"Rozmowy Donalda Trumpa z Władimirem Putinem nie zagrażają USA. One stanowią ryzyko dla całego świata" - oświadczył w piątek na 61. Monachijskiej Konferencji Bezpieczeństwa prezydent Ukrainy Wołodymyr Zełenski. Stwierdził też, że Stany Zjednoczone nigdy nie widziały Ukrainy w NATO, a "tylko o tym mówiły".

Nie sądzę, by było to ryzyko dla Stanów Zjednoczonych. Myślę, że to ryzyko dla Donalda Trumpa, ponieważ jest silniejszy niż Władimir Putin. Uważam, że to ryzyko dla całego świata - powiedział Wołodymyr Zełenski o ewentualnych rozmowach przywódcy Rosji z prezydentem Stanów Zjednoczonych.

Prezydent Ukrainy ocenił, że jego kraj nie potrzebuje mediacji w rozmowach pokojowych.

Dziś nie mówimy o porozumieniu pokojowym i nie ma potrzeby szukania mediacji między Ukrainą a Putinem. Potrzebujemy zdecydowanego wsparcia silnego kraju, Stanów Zjednoczonych, silnego prezydenta Trumpa. Potrzebujemy jego wsparcia i bycia po naszej stronie. Nie sądzę, że może być coś pośrodku między nami. Ponieważ nie dwa kraje walczą w tym samym czasie, a Rosja sprowadziła wojnę na naszą ziemię i myślę, że bronimy jej z godnością - oświadczył Zełenski.

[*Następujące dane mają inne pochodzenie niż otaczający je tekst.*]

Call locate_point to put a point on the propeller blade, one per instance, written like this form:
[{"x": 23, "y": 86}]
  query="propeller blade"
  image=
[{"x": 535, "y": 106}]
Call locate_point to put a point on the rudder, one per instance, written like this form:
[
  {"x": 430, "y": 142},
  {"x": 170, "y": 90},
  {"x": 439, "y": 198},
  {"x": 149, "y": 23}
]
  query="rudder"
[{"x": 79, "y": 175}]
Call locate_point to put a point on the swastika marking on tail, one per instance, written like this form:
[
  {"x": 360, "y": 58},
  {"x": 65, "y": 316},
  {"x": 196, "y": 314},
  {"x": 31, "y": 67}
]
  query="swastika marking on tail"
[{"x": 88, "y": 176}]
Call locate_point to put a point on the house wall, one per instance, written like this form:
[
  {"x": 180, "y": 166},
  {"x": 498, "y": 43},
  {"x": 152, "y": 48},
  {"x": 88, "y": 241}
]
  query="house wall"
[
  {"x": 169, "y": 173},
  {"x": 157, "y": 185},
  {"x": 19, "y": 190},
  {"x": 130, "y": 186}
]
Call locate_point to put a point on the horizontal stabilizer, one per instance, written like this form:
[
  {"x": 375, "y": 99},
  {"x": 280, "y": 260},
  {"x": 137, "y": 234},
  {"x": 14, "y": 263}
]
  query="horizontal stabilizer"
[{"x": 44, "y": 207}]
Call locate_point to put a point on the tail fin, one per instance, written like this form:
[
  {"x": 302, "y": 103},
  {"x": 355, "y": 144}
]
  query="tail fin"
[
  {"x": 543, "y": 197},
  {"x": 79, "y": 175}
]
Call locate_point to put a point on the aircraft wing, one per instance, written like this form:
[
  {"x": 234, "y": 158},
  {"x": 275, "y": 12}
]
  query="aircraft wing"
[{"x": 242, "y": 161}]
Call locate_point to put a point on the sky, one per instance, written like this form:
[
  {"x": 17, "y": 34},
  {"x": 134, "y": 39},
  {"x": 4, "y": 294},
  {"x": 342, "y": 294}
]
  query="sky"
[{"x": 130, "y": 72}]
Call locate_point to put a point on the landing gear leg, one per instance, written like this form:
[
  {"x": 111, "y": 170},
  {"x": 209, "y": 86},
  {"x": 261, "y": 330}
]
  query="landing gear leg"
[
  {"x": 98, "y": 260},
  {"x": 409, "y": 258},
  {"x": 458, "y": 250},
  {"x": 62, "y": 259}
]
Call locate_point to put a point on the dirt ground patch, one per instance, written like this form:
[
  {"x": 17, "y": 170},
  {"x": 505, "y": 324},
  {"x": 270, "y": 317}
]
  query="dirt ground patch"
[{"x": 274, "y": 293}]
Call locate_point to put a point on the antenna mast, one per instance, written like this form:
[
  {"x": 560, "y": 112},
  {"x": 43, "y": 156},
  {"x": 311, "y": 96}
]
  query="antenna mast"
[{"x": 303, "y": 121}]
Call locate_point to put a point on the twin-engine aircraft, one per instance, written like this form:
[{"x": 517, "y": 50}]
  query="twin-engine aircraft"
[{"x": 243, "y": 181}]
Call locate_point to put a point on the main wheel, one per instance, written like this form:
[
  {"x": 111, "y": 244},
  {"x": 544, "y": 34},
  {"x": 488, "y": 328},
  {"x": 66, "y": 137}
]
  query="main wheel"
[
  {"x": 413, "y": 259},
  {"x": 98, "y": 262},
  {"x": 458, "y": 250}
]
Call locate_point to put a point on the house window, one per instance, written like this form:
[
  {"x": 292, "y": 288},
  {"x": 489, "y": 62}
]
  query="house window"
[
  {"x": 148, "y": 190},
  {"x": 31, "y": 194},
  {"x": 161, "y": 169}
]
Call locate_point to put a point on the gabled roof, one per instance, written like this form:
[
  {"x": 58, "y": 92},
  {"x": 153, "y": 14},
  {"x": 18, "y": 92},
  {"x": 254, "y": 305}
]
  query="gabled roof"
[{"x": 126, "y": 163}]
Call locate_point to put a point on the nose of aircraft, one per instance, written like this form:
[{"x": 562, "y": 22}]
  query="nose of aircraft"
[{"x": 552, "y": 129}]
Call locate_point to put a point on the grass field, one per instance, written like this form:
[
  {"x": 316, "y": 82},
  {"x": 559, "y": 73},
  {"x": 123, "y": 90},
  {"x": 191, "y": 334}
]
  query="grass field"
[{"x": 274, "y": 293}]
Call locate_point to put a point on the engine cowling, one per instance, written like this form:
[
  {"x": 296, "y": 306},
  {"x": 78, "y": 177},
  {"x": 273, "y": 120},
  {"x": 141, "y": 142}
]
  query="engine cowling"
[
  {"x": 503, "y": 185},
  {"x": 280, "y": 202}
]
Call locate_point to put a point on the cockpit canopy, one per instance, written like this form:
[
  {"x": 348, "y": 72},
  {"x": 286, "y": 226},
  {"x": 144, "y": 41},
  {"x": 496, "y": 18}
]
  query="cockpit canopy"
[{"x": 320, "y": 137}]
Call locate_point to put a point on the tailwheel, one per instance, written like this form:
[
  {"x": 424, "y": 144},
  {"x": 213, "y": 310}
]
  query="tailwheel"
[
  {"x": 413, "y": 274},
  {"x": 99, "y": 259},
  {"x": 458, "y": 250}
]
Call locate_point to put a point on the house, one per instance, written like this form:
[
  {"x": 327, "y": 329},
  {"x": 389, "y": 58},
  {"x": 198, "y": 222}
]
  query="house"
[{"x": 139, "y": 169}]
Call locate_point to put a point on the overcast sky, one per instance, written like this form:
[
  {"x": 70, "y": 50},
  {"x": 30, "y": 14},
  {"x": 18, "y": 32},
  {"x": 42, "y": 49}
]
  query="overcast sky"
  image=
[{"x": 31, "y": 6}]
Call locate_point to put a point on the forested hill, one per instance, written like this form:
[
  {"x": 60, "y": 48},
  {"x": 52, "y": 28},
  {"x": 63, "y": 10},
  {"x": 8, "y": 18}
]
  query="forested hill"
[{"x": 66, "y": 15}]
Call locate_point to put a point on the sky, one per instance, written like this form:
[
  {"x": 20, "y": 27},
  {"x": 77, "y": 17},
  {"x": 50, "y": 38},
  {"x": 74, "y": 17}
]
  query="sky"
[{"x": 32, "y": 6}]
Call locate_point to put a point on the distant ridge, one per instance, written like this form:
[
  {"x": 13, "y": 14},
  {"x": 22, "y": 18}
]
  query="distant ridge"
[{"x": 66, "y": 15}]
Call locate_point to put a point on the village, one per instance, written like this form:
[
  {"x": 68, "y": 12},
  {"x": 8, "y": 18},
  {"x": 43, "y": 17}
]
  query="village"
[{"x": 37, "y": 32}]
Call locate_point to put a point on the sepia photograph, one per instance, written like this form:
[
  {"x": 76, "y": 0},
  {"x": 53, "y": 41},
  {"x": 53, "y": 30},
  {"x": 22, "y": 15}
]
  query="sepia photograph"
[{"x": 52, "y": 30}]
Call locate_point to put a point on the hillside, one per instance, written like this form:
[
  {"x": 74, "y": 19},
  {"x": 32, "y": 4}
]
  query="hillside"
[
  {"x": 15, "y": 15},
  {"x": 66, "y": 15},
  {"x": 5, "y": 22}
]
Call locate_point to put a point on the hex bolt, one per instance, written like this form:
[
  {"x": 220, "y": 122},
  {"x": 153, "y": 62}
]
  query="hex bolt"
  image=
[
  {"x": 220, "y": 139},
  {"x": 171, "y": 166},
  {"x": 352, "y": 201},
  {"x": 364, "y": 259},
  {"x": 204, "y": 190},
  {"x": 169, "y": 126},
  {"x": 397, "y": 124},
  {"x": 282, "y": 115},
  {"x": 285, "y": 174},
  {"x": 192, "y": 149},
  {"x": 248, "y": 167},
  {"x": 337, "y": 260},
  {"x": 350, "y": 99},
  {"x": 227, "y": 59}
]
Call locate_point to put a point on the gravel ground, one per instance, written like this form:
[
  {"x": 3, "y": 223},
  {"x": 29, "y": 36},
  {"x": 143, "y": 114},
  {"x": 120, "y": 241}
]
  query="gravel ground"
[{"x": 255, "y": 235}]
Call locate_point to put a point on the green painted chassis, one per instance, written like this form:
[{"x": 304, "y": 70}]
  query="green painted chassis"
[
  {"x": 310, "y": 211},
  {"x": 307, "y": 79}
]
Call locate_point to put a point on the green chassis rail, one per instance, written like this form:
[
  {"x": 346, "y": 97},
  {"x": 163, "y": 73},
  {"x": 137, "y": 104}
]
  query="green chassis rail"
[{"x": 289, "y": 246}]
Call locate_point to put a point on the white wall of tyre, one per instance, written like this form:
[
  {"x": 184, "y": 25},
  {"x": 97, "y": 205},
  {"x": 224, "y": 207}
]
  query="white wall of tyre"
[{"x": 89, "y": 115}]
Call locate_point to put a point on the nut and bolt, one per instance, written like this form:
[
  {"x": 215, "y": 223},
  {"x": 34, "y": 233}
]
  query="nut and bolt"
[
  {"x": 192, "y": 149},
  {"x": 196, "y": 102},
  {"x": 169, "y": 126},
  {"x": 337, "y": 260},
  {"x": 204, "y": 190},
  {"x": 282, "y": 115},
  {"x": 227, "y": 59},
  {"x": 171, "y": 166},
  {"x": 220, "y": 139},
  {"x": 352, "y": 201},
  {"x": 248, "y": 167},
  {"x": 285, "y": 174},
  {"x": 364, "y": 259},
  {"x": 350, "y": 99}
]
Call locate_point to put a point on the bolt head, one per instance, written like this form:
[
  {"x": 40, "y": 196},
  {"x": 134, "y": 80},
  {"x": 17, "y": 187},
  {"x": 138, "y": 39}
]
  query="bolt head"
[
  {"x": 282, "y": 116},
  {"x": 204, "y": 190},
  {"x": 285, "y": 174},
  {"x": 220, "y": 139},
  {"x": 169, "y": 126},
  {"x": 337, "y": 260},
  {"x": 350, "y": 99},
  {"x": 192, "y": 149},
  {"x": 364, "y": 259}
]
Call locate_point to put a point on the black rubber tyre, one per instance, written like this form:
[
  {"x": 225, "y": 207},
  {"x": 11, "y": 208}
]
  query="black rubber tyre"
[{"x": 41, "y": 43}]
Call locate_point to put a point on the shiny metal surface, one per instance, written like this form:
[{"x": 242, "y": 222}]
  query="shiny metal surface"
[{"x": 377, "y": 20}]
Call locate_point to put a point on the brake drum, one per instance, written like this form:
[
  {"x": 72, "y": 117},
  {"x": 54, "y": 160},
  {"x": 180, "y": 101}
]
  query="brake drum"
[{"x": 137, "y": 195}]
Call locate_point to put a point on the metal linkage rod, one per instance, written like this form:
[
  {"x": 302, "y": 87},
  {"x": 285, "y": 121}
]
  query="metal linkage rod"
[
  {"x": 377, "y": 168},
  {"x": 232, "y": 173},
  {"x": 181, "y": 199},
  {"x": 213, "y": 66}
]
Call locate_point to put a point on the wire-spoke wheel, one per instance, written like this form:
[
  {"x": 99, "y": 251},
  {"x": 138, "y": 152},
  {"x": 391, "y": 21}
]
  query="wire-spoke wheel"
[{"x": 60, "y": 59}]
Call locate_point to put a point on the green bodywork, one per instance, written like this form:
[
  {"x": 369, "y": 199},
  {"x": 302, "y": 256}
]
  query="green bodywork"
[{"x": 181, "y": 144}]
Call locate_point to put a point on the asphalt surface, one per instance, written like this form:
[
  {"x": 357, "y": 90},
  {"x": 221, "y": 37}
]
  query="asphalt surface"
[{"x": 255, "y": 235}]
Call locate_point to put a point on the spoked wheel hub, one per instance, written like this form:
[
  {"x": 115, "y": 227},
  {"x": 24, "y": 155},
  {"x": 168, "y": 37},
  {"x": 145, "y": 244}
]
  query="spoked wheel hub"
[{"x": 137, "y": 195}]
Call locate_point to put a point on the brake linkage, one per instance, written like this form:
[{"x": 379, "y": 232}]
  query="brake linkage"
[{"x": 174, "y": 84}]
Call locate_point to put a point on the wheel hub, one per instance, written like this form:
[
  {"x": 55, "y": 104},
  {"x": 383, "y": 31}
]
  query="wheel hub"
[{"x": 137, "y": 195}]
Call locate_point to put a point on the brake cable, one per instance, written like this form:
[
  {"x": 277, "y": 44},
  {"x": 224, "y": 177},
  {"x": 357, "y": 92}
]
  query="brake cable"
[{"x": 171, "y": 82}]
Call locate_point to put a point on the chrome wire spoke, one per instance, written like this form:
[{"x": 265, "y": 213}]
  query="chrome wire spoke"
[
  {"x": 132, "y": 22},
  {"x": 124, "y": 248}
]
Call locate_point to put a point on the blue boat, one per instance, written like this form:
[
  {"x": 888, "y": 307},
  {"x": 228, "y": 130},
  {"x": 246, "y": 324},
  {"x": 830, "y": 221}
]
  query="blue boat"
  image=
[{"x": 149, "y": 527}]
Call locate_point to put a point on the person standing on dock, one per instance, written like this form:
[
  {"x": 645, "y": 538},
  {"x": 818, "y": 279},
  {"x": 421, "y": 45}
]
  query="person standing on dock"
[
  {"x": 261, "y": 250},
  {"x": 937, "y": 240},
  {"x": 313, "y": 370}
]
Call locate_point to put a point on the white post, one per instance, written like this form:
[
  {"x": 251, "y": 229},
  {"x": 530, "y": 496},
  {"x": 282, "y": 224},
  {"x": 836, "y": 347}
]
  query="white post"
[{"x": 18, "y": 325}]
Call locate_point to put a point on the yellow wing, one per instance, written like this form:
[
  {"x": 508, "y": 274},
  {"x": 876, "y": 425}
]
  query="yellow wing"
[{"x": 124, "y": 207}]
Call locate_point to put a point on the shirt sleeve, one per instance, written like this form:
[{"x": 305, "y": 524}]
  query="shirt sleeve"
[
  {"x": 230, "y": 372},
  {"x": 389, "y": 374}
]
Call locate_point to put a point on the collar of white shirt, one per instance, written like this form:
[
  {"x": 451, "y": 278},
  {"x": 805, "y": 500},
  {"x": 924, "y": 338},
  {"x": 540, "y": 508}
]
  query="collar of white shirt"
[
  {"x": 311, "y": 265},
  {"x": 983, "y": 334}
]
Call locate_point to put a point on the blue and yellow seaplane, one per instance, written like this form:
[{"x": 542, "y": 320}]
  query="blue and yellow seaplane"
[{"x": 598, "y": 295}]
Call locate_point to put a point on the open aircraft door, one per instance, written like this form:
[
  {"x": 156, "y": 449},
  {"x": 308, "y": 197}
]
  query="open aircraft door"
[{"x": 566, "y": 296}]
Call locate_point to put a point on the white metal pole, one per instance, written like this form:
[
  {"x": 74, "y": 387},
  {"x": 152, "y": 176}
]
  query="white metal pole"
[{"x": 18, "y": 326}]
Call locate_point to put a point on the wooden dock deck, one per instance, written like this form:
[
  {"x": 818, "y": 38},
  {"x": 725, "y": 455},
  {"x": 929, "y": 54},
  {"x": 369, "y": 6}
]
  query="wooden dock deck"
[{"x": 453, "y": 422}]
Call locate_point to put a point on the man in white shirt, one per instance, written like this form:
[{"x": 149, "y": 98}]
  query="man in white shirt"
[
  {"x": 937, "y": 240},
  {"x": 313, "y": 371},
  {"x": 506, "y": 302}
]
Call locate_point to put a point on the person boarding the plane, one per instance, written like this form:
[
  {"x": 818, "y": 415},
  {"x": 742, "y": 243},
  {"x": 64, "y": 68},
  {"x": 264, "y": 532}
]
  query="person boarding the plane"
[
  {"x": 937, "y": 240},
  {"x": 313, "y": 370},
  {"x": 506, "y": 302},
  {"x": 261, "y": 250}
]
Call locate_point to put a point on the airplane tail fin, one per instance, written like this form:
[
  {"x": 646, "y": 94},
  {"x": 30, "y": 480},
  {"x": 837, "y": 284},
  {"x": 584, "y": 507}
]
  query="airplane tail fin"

Przypomnijmy: Donald Trump powiedział w środę, że spodziewa się spotkania z Władimirem Putinem prawdopodobnie w Arabii Saudyjskiej. Wcześniej obaj liderzy rozmawiali ze sobą przez telefon, m.in. na temat możliwości zakończenia wojny w Ukrainie. Władze w Rijadzie zaaprobowały inicjatywę, by obaj politycy spotkali się na terytorium Arabii Saudyjskiej.

Dzisiejsze wystąpienie Zełenskiego w Monachium miało wiele gorzkich elementów.

Dalsza część artykułu pod materiałem video:

Bądźmy uczciwi: Stany Zjednoczone nigdy nie widziały nas w NATO. One tylko o tym mówiły. Ale tak naprawdę nie chciały, żebyśmy byli w NATO. To prawda. Ja nie mówię o zwykłych ludziach. Jest wielu senatorów, kongresmenów, którzy zawsze byli zaangażowani w nasze dążenia do NATO - mówił ukraiński przywódca. Jednak tak naprawdę, na szczeblu przywódcy państwa, na poziomie prezydenta, nigdy nie słyszałem, że będziemy w NATO - dodał Zełenski.

Wcześniej nowy prezydent USA Donald Trump zasugerował, że podziela pogląd Rosji w sprawie członkostwa Ukrainy w Sojuszu. Rosja przejęła całkiem spory kawałek terytorium Ukrainy i od pierwszego dnia, a tak naprawdę na długo przed prezydentem Putinem, Rosjanie mówili, że Ukraina nie może być w NATO. Mówili to bardzo stanowczo. Właściwie myślę, że to było to, co spowodowało początek wojny. I Biden to wiedział, i Zełenski to wiedział - mówił Trump. 

W piątek w Monachium Zełenski stwierdził, że Ukraina będzie musiała podwoić liczebność swojej armii - do 1,5 miliona ludzi, jeśli nie zostanie przyjęta do NATO.

"Nie będę spotykał się z Rosjanami. Spotkam się tylko z Putinem"

Zełenski mówił także w Monachium m.in., że nie planuje rozmów o zakończeniu wojny w swym kraju z żadnymi Rosjanami oprócz ich przywódcy Władimira Putina. Podkreślił, że do spotkania z Putinem dojdzie wtedy, gdy opracuje plan działań wspólnie z Trumpem.

Nie będę spotykał się z Rosjanami. (...) Spotkam się tylko z Putinem. Dopiero po tym, jak przygotujemy ogólny plan z Trumpem. I po tym, jak Putin zakończy wojnę. Tylko wtedy się spotkam. Nie będzie innych platform z kompromisami - powiedział Zełenski.

Podczas Monachijskiej Konferencji Bezpieczeństwa prezydent Ukrainy wypowiadał się na panelu "Strategiczne inwestycje: Przyszłość ukraińsko-amerykańskiej współpracy w dziedzinie bezpieczeństwa".